In the ED scenario, rapid urbanization resulting from the labor force transfer prompted by economic development leads to continuous expansion of urban space and an increasingly dense traffic network. In response, the environmental problems will become increasingly serious. In order to ensure regional economic development of the Yangtze River Delta urban agglomeration under these conditions, the land-use structure should be rationally optimized. Cultivated land, forest land, grassland, and wetland should be steadily decreased, and the land-use efficiency should be improved, enabling a reasonable increase in the urban land area. Compared with the baseline scenario (historical development scenario), the main landscape in the Yangtze River Delta urban agglomeration under this development scenario is still farmland (with the paddy field accounting for 36.95%, dry land 8.65%). However, the paddy field area decrease rate is lower than that of the historical development scenario, which is 2260.67 km2 more than that of the historical development scenario, and the dry land area decreases. The urban land area accounts for 16.31%—1812.79 km2 less than that of the historical development scenario. The possible reason is the Chinese government policies about urban development: strictly controlling the size of large cities, rationally developing medium-sized cities, and actively developing small towns. The wetland area reduces by 490.63 km2 compared with the baseline scenario and accounts for 7.76%. Forest area accounts for 26.89%, a 1229.89 km2 decrease compared with current conditions, but increasing 61.71 km2 compared with the baseline scenario. Grassland accounts for 3.42%, a 14.92 km2 increase compared with the baseline scenario. It is closely related to the policy of returning farmland to forest and grassland. Meanwhile, it should be noted that wetland is vital, and more effort is needed to be paid to protect the wetland. The rest of the unused land remains unchanged.
The Yangtze River Delta urban agglomeration has excellent geographical conditions and natural endowments. Most areas are mainly cultivated land and forest land, and wetlands account for a large proportion of the area. Ecological environment protection is particularly important. In consideration of the above factors, the ecological protection scenario (EP) was set up. In 2015, the area of forestland, grassland, and wetland in the Yangtze River Delta urban agglomeration will cover 38.74% of the total area, and the area of forestland, grassland, and wetland will remain stable in 2035. Under the ecological protection scenario, the arable land area was still the main landscape, accounting for 45.7% of the total area. Compared with the baseline scenario, the paddy field increased by 2394.21 km2, and the dry land increased by 44.26 km2. The area of forest land accounted for 27.39%, which was 1090.51 km2 more than that of baseline scenario.

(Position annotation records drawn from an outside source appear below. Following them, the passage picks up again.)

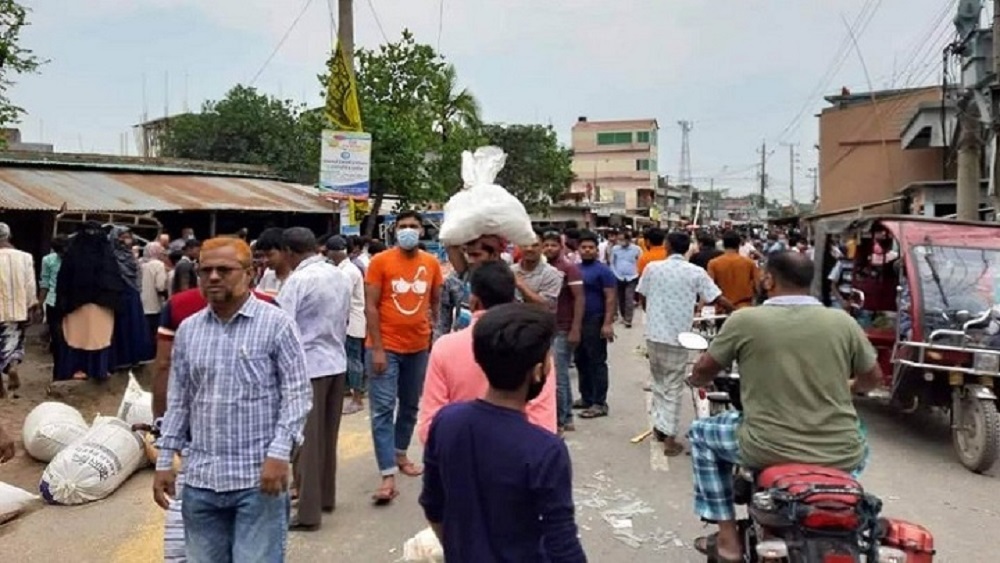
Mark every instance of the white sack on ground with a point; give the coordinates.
(423, 548)
(14, 502)
(94, 466)
(137, 404)
(50, 427)
(482, 207)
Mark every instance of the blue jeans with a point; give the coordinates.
(355, 350)
(564, 388)
(715, 449)
(234, 527)
(402, 382)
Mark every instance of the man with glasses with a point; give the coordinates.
(239, 395)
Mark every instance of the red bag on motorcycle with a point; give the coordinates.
(912, 539)
(809, 496)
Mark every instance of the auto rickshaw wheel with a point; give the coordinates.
(976, 433)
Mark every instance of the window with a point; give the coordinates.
(614, 138)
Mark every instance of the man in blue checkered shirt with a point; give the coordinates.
(237, 402)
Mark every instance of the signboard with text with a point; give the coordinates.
(345, 165)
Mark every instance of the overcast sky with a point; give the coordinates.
(741, 70)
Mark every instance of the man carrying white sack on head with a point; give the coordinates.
(479, 221)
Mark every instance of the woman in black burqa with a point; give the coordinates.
(131, 343)
(90, 290)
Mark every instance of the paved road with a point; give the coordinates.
(913, 470)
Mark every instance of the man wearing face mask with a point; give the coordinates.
(797, 405)
(402, 301)
(452, 373)
(499, 488)
(466, 258)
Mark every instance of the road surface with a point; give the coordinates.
(913, 470)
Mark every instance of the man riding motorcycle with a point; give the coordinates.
(799, 363)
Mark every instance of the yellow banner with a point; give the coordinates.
(342, 110)
(357, 209)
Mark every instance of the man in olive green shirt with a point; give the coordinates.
(799, 365)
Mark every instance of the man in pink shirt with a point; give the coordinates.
(452, 372)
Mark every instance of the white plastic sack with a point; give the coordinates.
(482, 207)
(14, 502)
(50, 427)
(137, 404)
(423, 548)
(94, 466)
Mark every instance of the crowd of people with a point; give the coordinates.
(261, 348)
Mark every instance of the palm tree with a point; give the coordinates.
(456, 107)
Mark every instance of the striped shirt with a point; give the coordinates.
(238, 393)
(18, 290)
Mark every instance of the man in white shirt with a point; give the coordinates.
(318, 296)
(337, 253)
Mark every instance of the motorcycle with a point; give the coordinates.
(801, 513)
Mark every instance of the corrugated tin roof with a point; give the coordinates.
(80, 190)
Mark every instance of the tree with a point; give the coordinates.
(14, 59)
(419, 119)
(248, 127)
(538, 169)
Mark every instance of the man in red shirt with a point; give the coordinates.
(569, 320)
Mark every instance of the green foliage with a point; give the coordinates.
(248, 127)
(14, 59)
(538, 169)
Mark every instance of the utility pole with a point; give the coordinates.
(814, 174)
(684, 174)
(763, 175)
(995, 99)
(791, 171)
(345, 33)
(969, 153)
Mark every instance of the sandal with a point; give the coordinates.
(673, 448)
(410, 469)
(385, 495)
(594, 412)
(709, 547)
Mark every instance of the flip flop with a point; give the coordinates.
(674, 450)
(384, 496)
(709, 547)
(594, 412)
(410, 469)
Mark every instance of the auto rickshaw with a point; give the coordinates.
(929, 306)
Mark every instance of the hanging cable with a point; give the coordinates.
(378, 21)
(284, 38)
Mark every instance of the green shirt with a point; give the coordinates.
(795, 358)
(50, 272)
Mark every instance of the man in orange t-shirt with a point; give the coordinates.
(402, 302)
(656, 250)
(736, 275)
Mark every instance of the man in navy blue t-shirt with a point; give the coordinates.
(496, 487)
(600, 302)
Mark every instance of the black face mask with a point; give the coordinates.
(535, 389)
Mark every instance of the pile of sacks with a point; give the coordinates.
(482, 207)
(88, 462)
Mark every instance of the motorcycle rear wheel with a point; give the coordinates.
(976, 434)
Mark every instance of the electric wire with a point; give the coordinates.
(288, 32)
(378, 21)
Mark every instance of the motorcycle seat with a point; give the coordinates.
(812, 484)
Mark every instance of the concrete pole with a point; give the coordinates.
(995, 108)
(345, 33)
(969, 154)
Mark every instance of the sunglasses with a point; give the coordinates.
(223, 271)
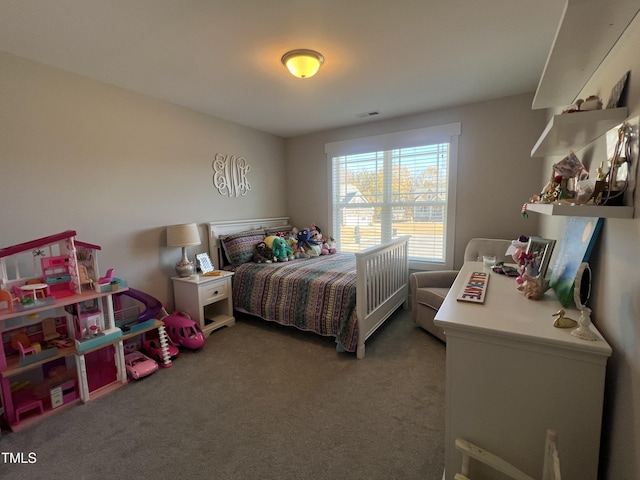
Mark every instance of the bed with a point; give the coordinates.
(343, 295)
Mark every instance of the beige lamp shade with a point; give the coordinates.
(183, 235)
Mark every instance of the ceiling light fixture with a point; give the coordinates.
(302, 63)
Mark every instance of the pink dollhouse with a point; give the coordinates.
(59, 264)
(59, 342)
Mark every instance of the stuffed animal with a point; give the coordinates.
(292, 241)
(281, 250)
(304, 238)
(329, 246)
(263, 254)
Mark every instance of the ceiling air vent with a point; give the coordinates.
(367, 114)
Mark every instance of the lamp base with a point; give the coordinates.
(185, 269)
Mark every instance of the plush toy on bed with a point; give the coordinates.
(292, 241)
(263, 254)
(329, 246)
(281, 250)
(304, 238)
(316, 236)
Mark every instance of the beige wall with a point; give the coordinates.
(616, 283)
(119, 167)
(495, 172)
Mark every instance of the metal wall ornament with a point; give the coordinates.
(230, 175)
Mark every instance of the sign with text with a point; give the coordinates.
(475, 288)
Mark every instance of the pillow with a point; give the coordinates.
(276, 230)
(239, 247)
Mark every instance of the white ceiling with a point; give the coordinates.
(222, 57)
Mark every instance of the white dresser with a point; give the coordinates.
(511, 375)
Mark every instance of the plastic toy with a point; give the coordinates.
(183, 331)
(138, 365)
(154, 350)
(152, 305)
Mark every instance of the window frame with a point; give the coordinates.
(410, 138)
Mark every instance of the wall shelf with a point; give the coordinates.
(581, 210)
(587, 32)
(572, 131)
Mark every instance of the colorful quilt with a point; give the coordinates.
(316, 294)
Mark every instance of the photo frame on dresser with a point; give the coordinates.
(576, 246)
(540, 249)
(204, 263)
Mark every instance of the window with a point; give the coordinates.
(393, 185)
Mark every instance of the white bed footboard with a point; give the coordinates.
(382, 285)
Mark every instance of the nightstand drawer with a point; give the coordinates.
(212, 292)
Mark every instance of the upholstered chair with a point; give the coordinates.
(428, 289)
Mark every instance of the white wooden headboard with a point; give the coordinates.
(216, 229)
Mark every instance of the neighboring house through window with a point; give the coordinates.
(397, 184)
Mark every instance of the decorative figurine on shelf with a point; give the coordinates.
(562, 321)
(581, 293)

Under the ecological protection scenario, the urban construction land area accounts for 15.53% of land use, which is 3427.3 km2 less than the baseline scenario, and urban expansion is effectively controlled. It reveals that rationally controlling city size can avoid loss of forest land. In this scenario, the wetland area accounted for 3.41%, which was slightly reduced by 110.52 km2 compared with the baseline scenario. The unused land area remains the same.

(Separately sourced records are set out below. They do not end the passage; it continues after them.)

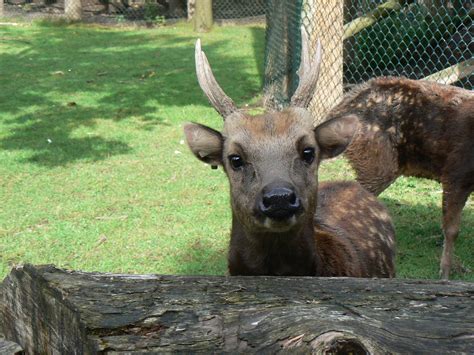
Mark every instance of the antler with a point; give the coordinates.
(308, 73)
(219, 100)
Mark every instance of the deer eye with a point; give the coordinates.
(308, 155)
(236, 161)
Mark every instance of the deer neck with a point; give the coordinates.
(262, 253)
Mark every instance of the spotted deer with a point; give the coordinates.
(281, 223)
(414, 128)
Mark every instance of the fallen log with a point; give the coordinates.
(49, 310)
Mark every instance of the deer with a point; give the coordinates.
(414, 128)
(283, 222)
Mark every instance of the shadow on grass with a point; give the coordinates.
(420, 240)
(60, 81)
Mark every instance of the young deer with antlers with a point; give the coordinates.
(414, 128)
(281, 223)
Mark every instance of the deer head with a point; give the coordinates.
(271, 159)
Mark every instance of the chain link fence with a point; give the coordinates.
(362, 39)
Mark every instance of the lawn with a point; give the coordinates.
(94, 173)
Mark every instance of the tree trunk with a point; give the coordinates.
(282, 51)
(10, 348)
(329, 29)
(203, 16)
(48, 310)
(73, 9)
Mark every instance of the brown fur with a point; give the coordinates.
(414, 128)
(349, 234)
(271, 161)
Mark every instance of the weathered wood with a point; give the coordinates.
(10, 348)
(48, 310)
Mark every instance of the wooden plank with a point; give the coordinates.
(48, 310)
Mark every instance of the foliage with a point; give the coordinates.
(94, 174)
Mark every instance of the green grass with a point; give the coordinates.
(94, 174)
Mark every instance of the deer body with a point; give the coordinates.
(350, 235)
(281, 225)
(414, 128)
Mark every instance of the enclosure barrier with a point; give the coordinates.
(365, 39)
(49, 310)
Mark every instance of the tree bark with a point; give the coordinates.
(10, 348)
(329, 29)
(203, 19)
(73, 9)
(48, 310)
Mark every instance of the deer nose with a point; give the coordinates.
(279, 202)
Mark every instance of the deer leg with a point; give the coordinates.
(453, 203)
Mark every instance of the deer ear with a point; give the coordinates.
(335, 135)
(205, 143)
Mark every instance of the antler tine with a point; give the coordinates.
(308, 73)
(218, 99)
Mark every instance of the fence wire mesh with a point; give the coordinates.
(364, 39)
(361, 38)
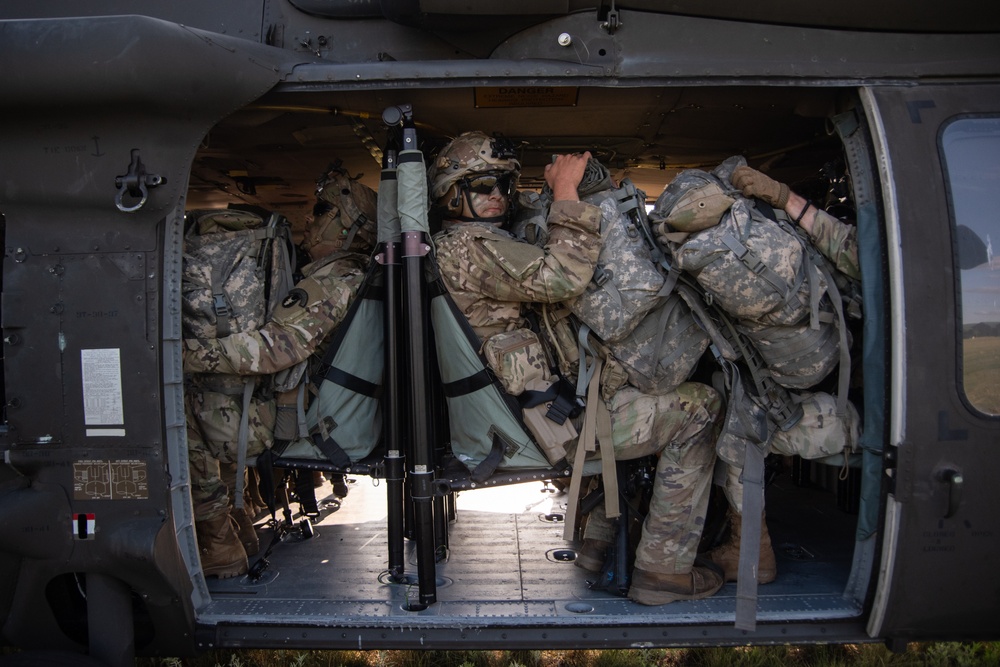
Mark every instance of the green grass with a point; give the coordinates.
(982, 372)
(943, 654)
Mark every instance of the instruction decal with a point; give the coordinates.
(494, 97)
(101, 371)
(119, 479)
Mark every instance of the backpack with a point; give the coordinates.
(627, 281)
(236, 265)
(762, 272)
(632, 304)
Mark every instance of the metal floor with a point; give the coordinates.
(504, 565)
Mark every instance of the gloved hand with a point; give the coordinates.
(286, 425)
(755, 184)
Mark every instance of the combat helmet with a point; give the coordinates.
(472, 160)
(345, 214)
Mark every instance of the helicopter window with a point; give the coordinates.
(972, 160)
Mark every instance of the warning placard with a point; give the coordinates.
(526, 96)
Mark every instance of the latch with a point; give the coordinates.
(611, 22)
(955, 483)
(136, 183)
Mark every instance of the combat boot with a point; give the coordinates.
(222, 555)
(727, 554)
(592, 555)
(247, 533)
(339, 483)
(653, 588)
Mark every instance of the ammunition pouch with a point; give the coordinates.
(546, 408)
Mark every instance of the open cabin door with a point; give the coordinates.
(941, 148)
(102, 118)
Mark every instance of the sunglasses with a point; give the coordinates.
(506, 183)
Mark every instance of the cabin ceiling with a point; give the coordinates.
(271, 153)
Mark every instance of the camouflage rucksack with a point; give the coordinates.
(760, 271)
(236, 266)
(632, 303)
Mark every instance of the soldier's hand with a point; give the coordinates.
(755, 184)
(564, 175)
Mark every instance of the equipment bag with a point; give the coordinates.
(344, 419)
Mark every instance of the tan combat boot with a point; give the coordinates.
(592, 554)
(653, 588)
(222, 555)
(246, 532)
(727, 555)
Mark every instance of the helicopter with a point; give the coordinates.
(121, 118)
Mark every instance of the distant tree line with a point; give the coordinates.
(981, 329)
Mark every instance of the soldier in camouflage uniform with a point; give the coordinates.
(821, 432)
(493, 278)
(338, 245)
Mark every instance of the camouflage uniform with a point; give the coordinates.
(820, 433)
(492, 276)
(312, 309)
(837, 241)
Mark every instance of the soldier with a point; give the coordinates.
(821, 432)
(835, 239)
(338, 244)
(493, 278)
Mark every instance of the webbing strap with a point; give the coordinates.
(843, 381)
(609, 472)
(331, 450)
(584, 444)
(753, 512)
(220, 303)
(302, 429)
(467, 385)
(241, 444)
(756, 266)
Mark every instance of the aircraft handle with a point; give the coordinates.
(956, 483)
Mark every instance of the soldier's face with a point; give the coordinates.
(324, 235)
(485, 205)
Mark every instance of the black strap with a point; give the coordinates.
(468, 385)
(332, 451)
(352, 382)
(488, 466)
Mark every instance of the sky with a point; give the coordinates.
(972, 160)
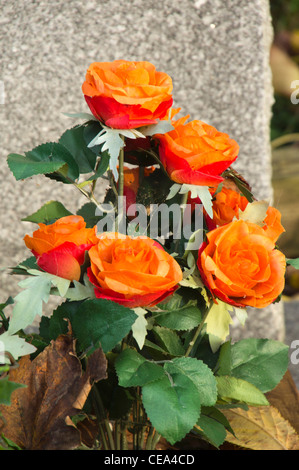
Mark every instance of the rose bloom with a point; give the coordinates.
(240, 265)
(133, 272)
(196, 153)
(60, 248)
(226, 205)
(124, 94)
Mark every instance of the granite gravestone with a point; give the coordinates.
(216, 51)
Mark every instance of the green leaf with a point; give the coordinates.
(162, 127)
(238, 390)
(6, 389)
(73, 140)
(134, 370)
(139, 327)
(100, 322)
(199, 374)
(81, 291)
(49, 212)
(262, 362)
(29, 302)
(45, 159)
(224, 364)
(22, 268)
(111, 140)
(218, 321)
(178, 313)
(172, 403)
(88, 212)
(169, 341)
(15, 345)
(51, 327)
(212, 424)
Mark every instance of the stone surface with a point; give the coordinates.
(292, 337)
(216, 51)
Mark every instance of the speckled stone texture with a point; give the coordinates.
(216, 52)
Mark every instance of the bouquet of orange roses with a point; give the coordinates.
(149, 277)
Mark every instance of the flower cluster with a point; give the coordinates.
(238, 261)
(150, 274)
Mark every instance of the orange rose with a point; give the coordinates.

In the CSE scenario, social and economic development, ecological environment protection, and other factors were examined comprehensively. In this scenario, the arable land area was still the main landscape, accounting for 45.65% of the total area. Compared with the baseline scenario, paddy fields increased by 2294.21 km2, and dry land increased by 34.26 km2. The area of forest land accounted for 27.39%, which was 800.51 km2 more than that of the baseline scenario. Under ecological protection, the urban construction land area accounts for 15.81% of land use, which is 2858.55 km2 less than the baseline scenario, and urban expansion is effectively controlled. In this scenario, grassland area accounted for 3.41%, which increased slightly compared with the baseline scenario. Compared with the baseline scenario, the wetland area decreased slightly, which was 286.00 km2. The unused land area remains the same. The land-use change trend in the CSE scenario is similar to that in the EP scenario, but slightly different in the extent. The probable reason is the difference in ELSA.

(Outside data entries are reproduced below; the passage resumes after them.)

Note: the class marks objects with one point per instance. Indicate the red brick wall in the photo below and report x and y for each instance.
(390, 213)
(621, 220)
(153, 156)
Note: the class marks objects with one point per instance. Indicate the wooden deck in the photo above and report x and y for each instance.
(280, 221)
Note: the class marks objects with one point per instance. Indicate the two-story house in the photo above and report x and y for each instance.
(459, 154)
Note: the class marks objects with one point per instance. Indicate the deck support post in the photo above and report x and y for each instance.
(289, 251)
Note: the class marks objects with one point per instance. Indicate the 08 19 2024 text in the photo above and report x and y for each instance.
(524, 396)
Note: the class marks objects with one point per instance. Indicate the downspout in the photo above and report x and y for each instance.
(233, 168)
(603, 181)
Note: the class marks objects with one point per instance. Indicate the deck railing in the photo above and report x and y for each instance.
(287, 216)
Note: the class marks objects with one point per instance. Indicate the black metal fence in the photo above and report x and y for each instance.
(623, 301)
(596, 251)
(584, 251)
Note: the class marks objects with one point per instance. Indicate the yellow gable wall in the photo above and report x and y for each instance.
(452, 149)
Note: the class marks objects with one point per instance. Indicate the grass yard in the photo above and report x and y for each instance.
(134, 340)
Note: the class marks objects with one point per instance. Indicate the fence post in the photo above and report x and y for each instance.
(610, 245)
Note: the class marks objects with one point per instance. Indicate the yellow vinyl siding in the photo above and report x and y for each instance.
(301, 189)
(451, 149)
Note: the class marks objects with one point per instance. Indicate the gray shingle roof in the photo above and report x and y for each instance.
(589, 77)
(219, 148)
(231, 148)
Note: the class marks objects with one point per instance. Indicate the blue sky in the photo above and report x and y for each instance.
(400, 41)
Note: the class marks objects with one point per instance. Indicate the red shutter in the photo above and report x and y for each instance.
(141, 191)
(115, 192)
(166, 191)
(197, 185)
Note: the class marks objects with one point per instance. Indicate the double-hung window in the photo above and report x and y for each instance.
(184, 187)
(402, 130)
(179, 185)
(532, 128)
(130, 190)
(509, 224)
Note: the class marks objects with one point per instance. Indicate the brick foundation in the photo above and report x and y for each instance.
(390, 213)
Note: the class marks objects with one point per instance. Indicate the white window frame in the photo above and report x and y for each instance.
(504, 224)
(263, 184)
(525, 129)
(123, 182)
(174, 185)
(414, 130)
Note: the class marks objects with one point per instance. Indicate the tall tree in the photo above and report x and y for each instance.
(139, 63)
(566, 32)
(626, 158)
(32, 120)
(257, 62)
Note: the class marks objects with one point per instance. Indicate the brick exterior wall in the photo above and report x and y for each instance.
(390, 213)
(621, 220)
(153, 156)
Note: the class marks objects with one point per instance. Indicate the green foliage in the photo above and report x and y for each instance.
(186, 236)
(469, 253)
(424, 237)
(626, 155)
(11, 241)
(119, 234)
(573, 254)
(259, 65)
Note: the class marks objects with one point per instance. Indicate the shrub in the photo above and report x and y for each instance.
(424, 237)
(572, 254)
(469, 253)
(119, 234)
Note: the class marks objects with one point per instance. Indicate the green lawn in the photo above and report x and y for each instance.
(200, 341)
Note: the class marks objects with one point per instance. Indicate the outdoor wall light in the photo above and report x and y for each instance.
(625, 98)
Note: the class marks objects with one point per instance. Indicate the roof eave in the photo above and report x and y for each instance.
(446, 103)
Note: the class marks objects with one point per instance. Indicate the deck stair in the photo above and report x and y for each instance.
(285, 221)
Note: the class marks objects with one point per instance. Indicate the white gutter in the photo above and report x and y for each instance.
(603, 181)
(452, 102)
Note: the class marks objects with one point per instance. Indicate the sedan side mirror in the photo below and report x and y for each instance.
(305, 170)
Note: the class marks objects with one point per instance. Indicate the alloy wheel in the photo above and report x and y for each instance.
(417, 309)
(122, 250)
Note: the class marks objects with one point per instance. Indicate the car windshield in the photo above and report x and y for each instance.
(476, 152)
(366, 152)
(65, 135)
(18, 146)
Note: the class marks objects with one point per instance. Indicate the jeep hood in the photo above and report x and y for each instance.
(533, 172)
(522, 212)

3.3. Comparative Analysis of Ecosystem Pattern Changes under Different Scenarios

The patch number (NP), landscape shape index (LSI), Simpson’s diversity index (SIDI), Shannon’s evenness index (SHEI), contagion (CONTAG), and aggregation index (AI) were selected to evaluate land-use landscape patterns comprehensively under different scenarios. Compared with the baseline scenario, the NP, SHDI, and SHEI were significantly higher than those of other scenarios, while the LSI, CONTAG, and AI degree were lower. These results indicate that, in this scenario, there is a high degree of patch fragmentation, heterogeneity, and anthropogenic interference, a low degree of connectivity and aggregation, and a high degree of diversity. In comparison, the integrated scenario showed a low degree of fragmentation and anthropogenic interference, and a high degree of connectivity and aggregation. In the ecological protection scenario, the NP and LSI were higher than those in both the development and comprehensive development scenarios, but mainly resulted from the restoration of the forest and wetland area.
With respect to landscape patterns, the following results characterize all four urban scenarios: (1) The NP showed an increasing trend. The natural growth scenarios depicted the largest increase and the ecological protection scenarios the smallest increase (Table 5). (2) The LSI depicted positive changes, indicating that the landscape shape tended to simplify. (3) The SHDI and SHEI showed an increasing trend. The natural growth scenarios depicted the largest increase. (4) The CONTAG depicted decreasing trends, while AI showed increasing trends. These results indicate that connectivity and equilibrium diminish as the year 2035 is approached. The EP scenario depicted the simplest landscape with the smallest degree of fragmentation, and the largest degree of connectivity and equilibrium.

4. Discussion

From 2000 to 2015, the urban area in the YRDUA increased by 8139.5 km2. This value is higher than that of other places, such as Boswash, the Great Lakes Megalopolis, Californian Megaregion, Northeast Megalopolis, Beijing-Tianjin-Hebei urban agglomeration, and Pearl River Delta urban agglomeration [11,15,35,36,37]. Moreover, the YRDUA exhibited the largest growth rate in China (50.4%) when compared with other urban agglomerations [11,15,35] Urban development tends to occur more rapidly in areas adjacent to ports, as building materials are supplied more efficiently due to the government’s proposed development policy [38,39]. As such, these areas require extra attention.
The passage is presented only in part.